Chaz Bono Says He 'Was Failing as a Lesbian'
Sonny Bono and Cher divorced in 1975 when Bono was 4. He wrote in his book, "Transition," that he could dress and act like a boy at his father's house, but at his mother's house, it wasn't so easy.
"I grew up in the '70s and '80s," he said. "We didn't know anything about this and my mom has her first child who's a girl and, you know, had the kind of expectations that any mother would have of their first-born daughter...she said things like, 'You look like a truck driver, you look like a slob'...I just dealt with it."
Bono also remembers when he first started to think he was a lesbian.
"It was my 13th birthday, actually, and my best friend, we were living in New York, my mom was doing a play there," Bono said. "I mistook sexual orientation for gender identity. I went for the obvious answer."
Although he was outed at 18 by a tabloid magazine in 1987, Bono didn't come out publically as a lesbian until 1995. Even though he had serious, long-term relationships with women at the time, he said something did not feel right.

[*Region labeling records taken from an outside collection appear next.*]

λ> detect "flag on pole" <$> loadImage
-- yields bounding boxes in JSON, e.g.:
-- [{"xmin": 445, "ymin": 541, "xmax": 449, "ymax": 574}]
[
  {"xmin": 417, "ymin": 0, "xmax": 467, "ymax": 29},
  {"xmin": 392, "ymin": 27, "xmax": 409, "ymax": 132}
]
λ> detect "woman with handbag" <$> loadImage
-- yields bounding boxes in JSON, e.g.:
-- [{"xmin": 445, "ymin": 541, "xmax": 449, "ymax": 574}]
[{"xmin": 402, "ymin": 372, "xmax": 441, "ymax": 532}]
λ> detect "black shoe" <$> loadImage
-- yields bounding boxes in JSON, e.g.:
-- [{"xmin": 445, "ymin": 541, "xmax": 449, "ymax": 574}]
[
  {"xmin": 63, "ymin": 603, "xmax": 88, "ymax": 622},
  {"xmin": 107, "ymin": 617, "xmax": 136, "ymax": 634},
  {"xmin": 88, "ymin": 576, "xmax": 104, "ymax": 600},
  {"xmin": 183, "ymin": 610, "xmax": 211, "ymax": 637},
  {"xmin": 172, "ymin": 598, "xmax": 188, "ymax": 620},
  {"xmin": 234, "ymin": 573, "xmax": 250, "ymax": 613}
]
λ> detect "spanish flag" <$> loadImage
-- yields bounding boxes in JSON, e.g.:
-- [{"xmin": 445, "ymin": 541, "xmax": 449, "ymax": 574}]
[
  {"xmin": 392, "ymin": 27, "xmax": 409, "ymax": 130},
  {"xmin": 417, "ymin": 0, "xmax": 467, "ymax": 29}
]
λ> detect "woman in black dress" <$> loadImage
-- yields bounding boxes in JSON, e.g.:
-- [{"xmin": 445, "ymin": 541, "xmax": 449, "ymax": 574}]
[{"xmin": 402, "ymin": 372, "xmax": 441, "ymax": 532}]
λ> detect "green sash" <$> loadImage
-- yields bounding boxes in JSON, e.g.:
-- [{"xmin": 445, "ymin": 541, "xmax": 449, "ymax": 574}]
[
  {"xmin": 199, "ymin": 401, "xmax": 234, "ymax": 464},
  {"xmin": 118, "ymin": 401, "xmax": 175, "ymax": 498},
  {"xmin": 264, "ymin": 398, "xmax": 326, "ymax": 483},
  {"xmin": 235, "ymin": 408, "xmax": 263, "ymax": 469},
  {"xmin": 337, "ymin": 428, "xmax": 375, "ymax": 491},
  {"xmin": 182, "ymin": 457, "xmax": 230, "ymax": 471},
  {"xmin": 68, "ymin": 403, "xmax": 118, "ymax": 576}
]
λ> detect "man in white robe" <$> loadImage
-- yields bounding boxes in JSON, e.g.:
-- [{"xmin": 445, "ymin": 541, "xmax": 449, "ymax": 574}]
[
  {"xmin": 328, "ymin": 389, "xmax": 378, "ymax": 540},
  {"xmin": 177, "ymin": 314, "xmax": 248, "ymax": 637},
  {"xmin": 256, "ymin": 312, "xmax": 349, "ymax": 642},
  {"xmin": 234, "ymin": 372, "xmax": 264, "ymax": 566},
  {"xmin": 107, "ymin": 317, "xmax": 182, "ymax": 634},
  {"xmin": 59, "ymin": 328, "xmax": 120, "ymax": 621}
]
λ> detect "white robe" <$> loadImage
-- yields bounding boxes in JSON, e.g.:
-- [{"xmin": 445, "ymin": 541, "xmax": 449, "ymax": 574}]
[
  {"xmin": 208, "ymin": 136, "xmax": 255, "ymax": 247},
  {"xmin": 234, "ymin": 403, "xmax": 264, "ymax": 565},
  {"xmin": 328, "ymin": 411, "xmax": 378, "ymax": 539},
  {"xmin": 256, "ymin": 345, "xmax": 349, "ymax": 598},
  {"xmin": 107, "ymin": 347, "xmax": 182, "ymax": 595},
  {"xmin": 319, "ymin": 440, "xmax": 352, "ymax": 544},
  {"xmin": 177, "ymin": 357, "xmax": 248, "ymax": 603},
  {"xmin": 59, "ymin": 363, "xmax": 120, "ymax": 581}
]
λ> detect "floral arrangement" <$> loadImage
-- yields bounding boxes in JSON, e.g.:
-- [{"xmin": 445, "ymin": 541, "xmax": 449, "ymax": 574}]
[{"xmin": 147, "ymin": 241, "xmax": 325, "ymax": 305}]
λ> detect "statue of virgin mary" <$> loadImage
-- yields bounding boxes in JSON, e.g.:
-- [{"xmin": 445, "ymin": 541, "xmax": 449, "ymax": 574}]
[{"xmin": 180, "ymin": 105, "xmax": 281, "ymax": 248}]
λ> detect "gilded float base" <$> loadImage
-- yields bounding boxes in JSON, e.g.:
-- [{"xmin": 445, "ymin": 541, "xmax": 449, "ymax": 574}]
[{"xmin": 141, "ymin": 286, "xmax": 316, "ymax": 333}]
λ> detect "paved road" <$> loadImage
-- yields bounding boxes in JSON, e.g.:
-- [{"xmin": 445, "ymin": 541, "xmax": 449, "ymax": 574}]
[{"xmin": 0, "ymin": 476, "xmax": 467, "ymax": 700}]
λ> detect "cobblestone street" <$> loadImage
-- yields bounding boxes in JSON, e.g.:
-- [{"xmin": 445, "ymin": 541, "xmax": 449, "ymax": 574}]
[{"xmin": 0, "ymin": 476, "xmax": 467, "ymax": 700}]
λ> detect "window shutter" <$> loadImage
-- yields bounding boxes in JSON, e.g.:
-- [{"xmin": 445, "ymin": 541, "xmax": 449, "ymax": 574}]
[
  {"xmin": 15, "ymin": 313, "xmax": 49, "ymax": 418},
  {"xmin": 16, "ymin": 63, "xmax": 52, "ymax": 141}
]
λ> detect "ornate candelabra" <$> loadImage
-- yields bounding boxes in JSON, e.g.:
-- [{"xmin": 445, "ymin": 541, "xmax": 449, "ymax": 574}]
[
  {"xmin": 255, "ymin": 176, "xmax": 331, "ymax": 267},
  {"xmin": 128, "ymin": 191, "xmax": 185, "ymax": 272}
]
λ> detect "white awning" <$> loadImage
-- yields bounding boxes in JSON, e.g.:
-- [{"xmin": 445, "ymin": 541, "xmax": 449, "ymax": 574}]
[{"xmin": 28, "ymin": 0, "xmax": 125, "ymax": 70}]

"I just thought that something was wrong with me," Bono said. "Like I am not being a good lesbian...because I was really a man so I never wanted to be a woman. That's how I was failing as a lesbian."
Now, after being reintroduced to the world as Chaz, Bono said he had a newfound sense of peace.
"I risked a lot but I finally got to the place where I knew this is what I'm supposed to do," he said. "I had absolute faith in no matter what, even if it was rocky or difficult, everything in the end was going to be fine, and it was. It has exceeded every expectation that I've had."